The Great Not-so-white North

After a more or less smooth trip (as smooth as getting up at 3 am for a taxi, two planes, a train and a rental car can be), I made it to Israel and have slept off most of my jet lag. I paused briefly, to rest  and get my bearings at Nes Ammim—a "kibbutz" of German Christians in between Nahariya and Akko. I return there tomorrow for three more days to learn  about their history, their evolution, and the interfaith dialogue workshops they run, as part of their dream of healing the rifts between Germans and Israelis, Christians and Jews.

On Friday afternoon, I drove north to the Hula Valley and my old kibbutz at Shamir. I'm staying with friends and visiting old acquaintances and, later this morning, interview Uzi Tzur, the first-born ben kibbutz (i.e., child of the kibbutz), who has played a huge role in both the defense of Shamir (he shot the terrorists who tried to infiltrate the kibbutz in 1974) and the success of Shamir Optical as a multinational enterprise.

I made it in time foe one more shabbat dinner on Shamir, always one of my favourite nights (the weekend, at last!) when I was a volunteer. The dining hall is privatized (open for lunch and Tuesday and Friday dinners now), and was maybe two-thirds full—not quite the clamouring packed hall from years past, but still alive with conversations between old friends and family members. You pay for your meal now, at the cash register till, and there is no longer free (albeit cheap and watery) white wine to be poured into jugs by the litre from industrial beverage dispensers. 

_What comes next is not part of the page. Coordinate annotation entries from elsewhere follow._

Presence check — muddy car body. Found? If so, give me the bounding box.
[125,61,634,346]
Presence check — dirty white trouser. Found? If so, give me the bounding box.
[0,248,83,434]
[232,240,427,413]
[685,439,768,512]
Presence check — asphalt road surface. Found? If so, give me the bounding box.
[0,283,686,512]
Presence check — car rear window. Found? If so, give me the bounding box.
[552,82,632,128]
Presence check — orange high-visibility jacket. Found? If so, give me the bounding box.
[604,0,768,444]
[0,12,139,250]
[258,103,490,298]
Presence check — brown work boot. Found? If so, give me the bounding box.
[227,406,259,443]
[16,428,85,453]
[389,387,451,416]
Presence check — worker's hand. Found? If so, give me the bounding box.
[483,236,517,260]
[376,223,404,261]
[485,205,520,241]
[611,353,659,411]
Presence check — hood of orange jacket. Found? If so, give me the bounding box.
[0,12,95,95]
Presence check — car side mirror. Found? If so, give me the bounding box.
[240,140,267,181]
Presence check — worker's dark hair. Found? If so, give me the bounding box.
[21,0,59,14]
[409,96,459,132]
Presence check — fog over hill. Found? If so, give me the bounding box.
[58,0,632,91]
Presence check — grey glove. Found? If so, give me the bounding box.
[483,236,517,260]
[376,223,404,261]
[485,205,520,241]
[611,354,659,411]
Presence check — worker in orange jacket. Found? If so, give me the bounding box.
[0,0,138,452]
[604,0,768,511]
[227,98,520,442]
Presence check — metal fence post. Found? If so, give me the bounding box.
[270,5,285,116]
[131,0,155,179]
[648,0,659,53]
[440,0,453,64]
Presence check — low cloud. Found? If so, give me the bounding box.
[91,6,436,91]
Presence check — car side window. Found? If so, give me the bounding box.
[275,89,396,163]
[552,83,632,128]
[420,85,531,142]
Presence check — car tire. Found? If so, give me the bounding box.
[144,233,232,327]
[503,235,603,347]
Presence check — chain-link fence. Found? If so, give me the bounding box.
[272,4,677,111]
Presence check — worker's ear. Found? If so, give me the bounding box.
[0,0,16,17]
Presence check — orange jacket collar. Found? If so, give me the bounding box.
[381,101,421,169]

I'd seen evidence of religious leanings on other kibbutzim, but Shamir seems still to be resolutely secular: no prayers, no candles, no shabbat songs, none of the Jewish rituals I'd witnessed at erev shabbat on Kibbutz Lotan in the Arava or the Ravenna Kibbutz in Seattle. If anything was sacred here, it was the family—Shamir seems in the midst of a baby boom—and Friday night, the communal dinner was honouring the extended family, related by blood or proximity, so central to kibbutz life.

Yesterday, after a restful sleep-in, my friends Kari and Danny took me for a shabbat day trip. We tried to go to the Agamon-Hula Park, but the parking lot was crammed with bird-watchers and other tourists for the annual Hula Bird Festival—the valley's blue sky is alive with migrating cranes and hawks and other Rift Valley migrants—so we headed up north, nearly to the Lebanese border, and walked the forest trails (much quieter) of Tel Dan instead. We had lunch beside one of the streams that feeds the Jordan River. 

The Hula remains as beautiful as I remember, this crook of farm fields and marsh land, peppered with kibbutzes and moshavs, in between the Golan Heights and the Napthali Mountains. It has been a pleasant reminder of my time here 22 years ago, during the same autumn season when I first arrived as a volunteer, the days still sunny and yet the nights cooling quickly, the rainy season and the cold winds off the snowy top of Mt. Hermon on the horizon. Harvest over, a new year marking off its days. 

Nobody seems optimistic about the immediate future of Israel, with the looming showdown with Iran and the uncertain changes in neighbouring countries, with a right-wing government firmly entrenched in power and completely at odds with the traditional values of the kibbutz. But it's hard not to find a certain peace, here in the hills of northern Galilee, amid the tree-shaded lanes and bird-song and cries of children in the playground, here on Kibbutz Shamir.